Literature DB >> 34256257

Comparison of machine learning techniques for the identification of human activities from inertial sensors available in a mobile device after the application of data imputation techniques.

Ivan Miguel Pires1, Faisal Hussain2, Gonçalo Marques3, Nuno M Garcia4.   

Abstract

Human activity recognition (HAR) is a significant research area due to its wide range of applications in intelligent health systems, security, and entertainment games.

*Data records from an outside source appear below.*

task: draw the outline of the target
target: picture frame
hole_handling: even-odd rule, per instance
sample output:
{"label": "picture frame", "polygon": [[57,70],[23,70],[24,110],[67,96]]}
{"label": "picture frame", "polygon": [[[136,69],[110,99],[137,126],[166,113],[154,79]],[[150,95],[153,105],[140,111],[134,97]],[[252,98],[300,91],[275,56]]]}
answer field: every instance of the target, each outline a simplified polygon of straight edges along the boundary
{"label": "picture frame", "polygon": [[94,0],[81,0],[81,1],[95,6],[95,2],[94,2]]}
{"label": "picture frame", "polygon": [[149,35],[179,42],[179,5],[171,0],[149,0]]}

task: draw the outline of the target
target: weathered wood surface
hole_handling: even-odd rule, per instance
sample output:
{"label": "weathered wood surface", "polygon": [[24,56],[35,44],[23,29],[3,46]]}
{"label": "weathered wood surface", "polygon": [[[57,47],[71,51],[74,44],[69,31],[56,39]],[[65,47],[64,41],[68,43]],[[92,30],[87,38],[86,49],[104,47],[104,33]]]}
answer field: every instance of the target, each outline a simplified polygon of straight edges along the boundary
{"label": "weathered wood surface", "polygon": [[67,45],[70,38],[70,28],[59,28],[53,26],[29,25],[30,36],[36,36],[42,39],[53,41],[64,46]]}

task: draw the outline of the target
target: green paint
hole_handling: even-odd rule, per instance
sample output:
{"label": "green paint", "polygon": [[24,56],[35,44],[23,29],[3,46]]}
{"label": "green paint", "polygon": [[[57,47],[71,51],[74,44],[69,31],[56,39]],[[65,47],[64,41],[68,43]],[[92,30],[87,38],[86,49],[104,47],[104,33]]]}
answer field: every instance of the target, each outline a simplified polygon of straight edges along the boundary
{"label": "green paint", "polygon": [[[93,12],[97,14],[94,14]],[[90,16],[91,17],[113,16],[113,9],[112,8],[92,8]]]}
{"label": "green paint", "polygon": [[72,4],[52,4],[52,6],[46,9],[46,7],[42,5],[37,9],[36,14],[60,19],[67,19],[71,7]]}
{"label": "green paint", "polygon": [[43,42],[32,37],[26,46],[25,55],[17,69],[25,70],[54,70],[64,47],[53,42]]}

Over the past few years, many studies have recognized human daily living activities using different machine learning approaches. However, the performance of a machine learning algorithm varies based on the sensing device type, the number of sensors in that device, and the position of the underlying sensing device. Moreover, the incomplete activities (i.e., data captures) in a dataset also play a crucial role in the performance of machine learning algorithms. Therefore, we perform a comparative analysis of eight commonly used machine learning algorithms in different sensor combinations in this work. We used a publicly available mobile sensors dataset and applied the k-Nearest Neighbors (KNN) data imputation technique for extrapolating the missing samples. Afterward, we performed a couple of experiments to figure out which algorithm performs best at which sensors' data combination. The experimental analysis reveals that the AdaBoost algorithm outperformed all machine learning algorithms for recognizing five different human daily living activities with both single and multi-sensor combinations. Furthermore, the experimental results show that AdaBoost is capable to correctly identify all the activities presented in the dataset with 100% classification accuracy.
Copyright © 2021 Elsevier Ltd. All rights reserved.

Entities:  

Keywords:  Human activities recognition; Identification of human daily living activities; Machine learning; Mobile sensors

Year:  2021        PMID: 34256257     DOI: 10.1016/j.compbiomed.2021.104638

Source DB:  PubMed          Journal:  Comput Biol Med        ISSN: 0010-4825            Impact factor:   4.589


  2 in total

1.  Machine Learning Approach to Support the Detection of Parkinson's Disease in IMU-Based Gait Analysis.

Authors:  Dante Trabassi; Mariano Serrao; Tiwana Varrecchia; Alberto Ranavolo; Gianluca Coppola; Roberto De Icco; Cristina Tassorelli; Stefano Filippo Castiglia
Journal:  Sensors (Basel)       Date:  2022-05-12       Impact factor: 3.847

2.  Mobile sensors based platform of Human Physical Activities Recognition for COVID-19 spread minimization.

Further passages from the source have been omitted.